A relationship is not a thing. It's a shorthand for 'the set of interactions you have with a person'. But people often treat it like a thing. They do things 'for the relationship'. One could interpret this as doing some stuff in order to make other stuff better/longer/whatever, but I don't think that's how people think about it. They don't think about how or even whether the other interactions are affected.
If one is rational and has relationships to the extent one has shared interests with someone, that means the more you change your interests, the less you will have reason to interact.
This applies to romantic relationships, too. If you think of relationships as things, growth in different directions is a threat to the relationship. What this actually means is that if you grow in different directions (if you lose interest in stuff you used to do together), you will have less in common, so less stuff to base your interactions on, so you will interact less.
Because of this misconception about relationships being things, some people fear the loss of the relationship.

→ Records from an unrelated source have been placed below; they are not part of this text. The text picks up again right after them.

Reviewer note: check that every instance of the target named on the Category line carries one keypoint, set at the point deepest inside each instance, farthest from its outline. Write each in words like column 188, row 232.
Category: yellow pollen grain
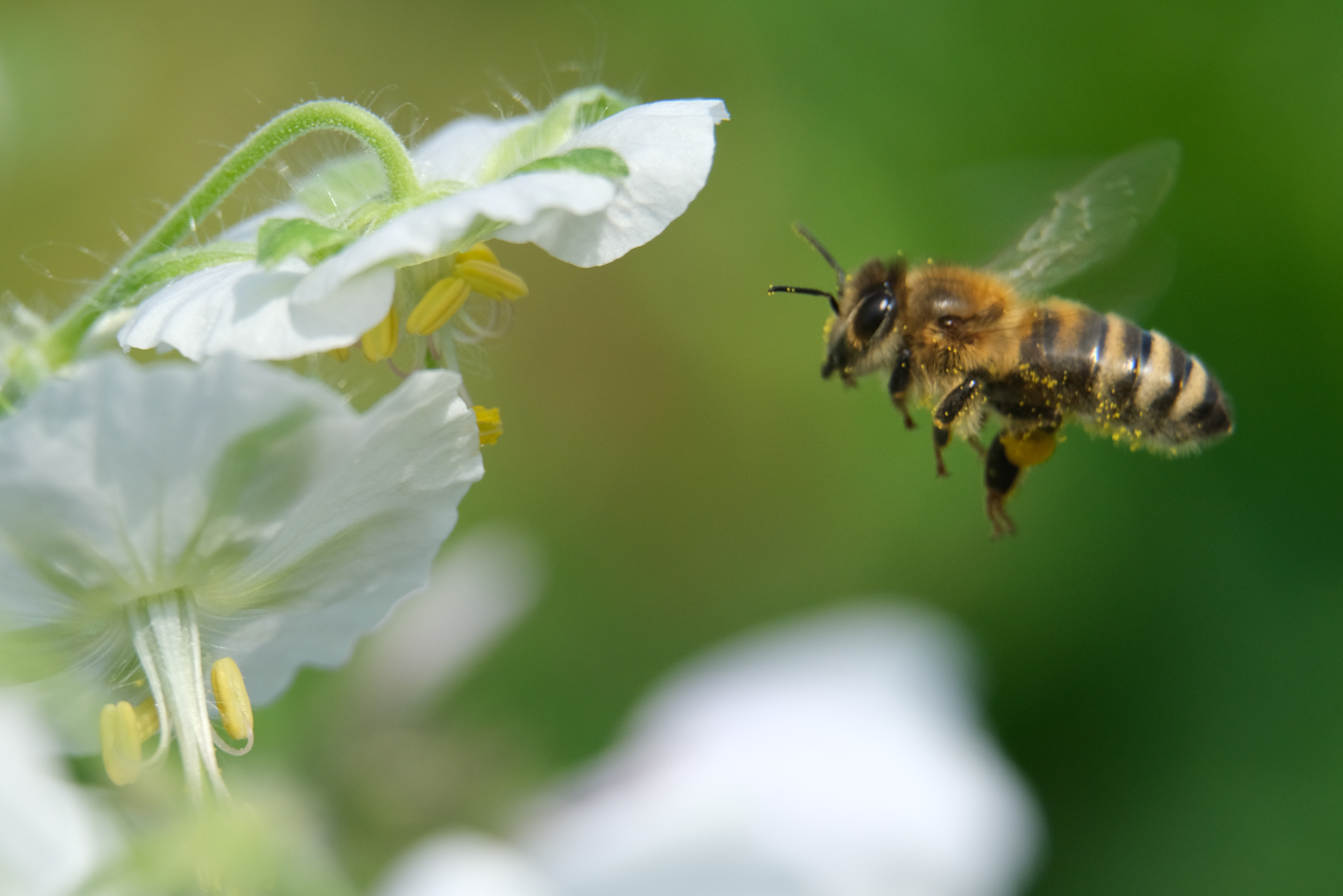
column 232, row 698
column 490, row 422
column 490, row 280
column 381, row 342
column 480, row 253
column 442, row 300
column 1029, row 449
column 120, row 734
column 147, row 719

But this is nothing to fear. Either the interactions will be good and they will continue, or they won't be and then it will be good to stop, and spend your time doing something better instead.
Proposed Translation
'doing something for the good of the relationship' means re-distributing the gains from trade between the two of you so the relationship is a net gain for both of you.
Also
I agree with the post, I think, provided you mean that it is only the loss of a relationship because of differing interests that we do not need to fear- loss of a relationship for other reasons could still be bad.

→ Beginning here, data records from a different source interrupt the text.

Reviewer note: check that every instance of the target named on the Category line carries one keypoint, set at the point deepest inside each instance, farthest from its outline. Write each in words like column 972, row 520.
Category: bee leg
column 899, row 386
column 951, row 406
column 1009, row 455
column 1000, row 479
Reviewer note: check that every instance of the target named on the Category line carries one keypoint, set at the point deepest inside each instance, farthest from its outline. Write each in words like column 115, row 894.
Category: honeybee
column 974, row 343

Wait; what if you like interacting with someone, but need common interests to interact? In this case, growing apart could be a net loss even if the changes in interests in them selves were beneficial.

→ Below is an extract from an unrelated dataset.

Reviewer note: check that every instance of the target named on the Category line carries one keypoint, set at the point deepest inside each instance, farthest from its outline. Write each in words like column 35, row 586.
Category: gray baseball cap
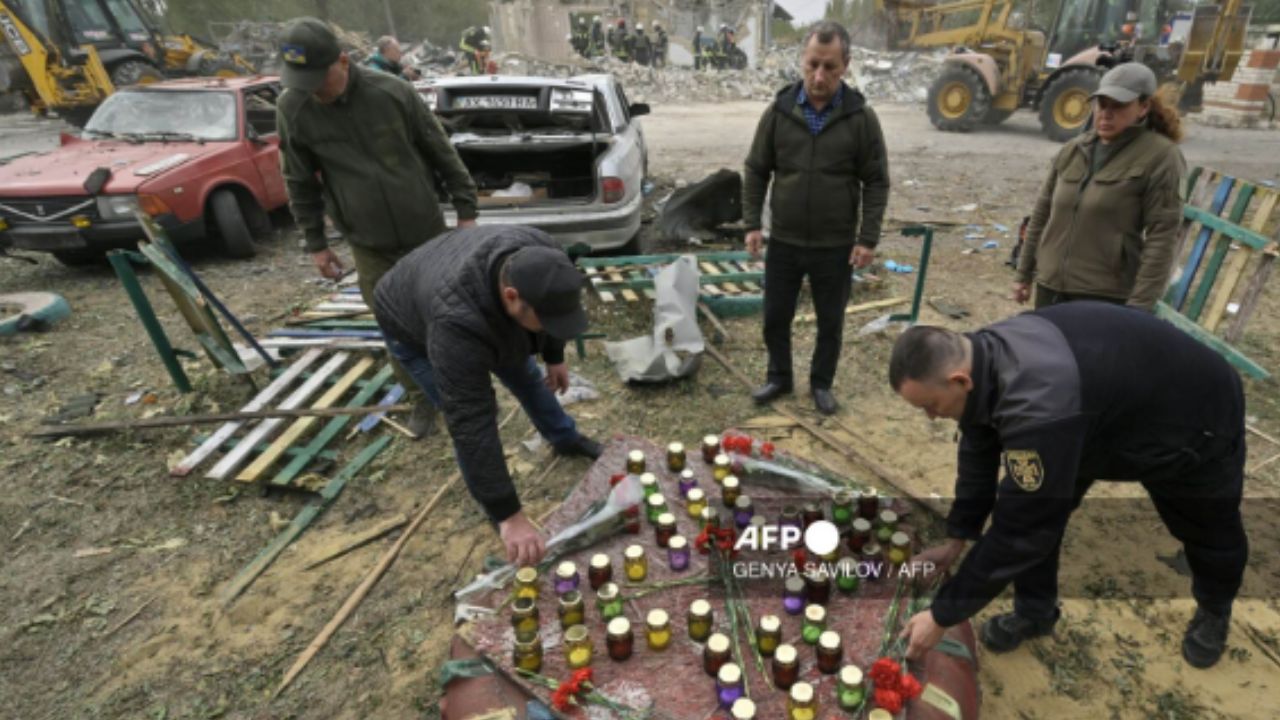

What do you mean by 're-distributing the net gains from the trade'?
And right: loss of interaction because you don't have stuff to interact about is what I was talking about. Loss of interaction for other reasons -- e.g. maybe you misinterpret the other person as wanting to cause you harm -- may well be bad.
If you like interacting with someone, there's a reason you like interacting with them. Maybe you like the way they look at certain issues, or they're funny, or whatever. This is a type of shared interest: you are interested in their perspective, or humour or whatever. So, you'd interact with them based on that. You might ask them what they think about stuff, or go to comedy clubs with them, or whatever.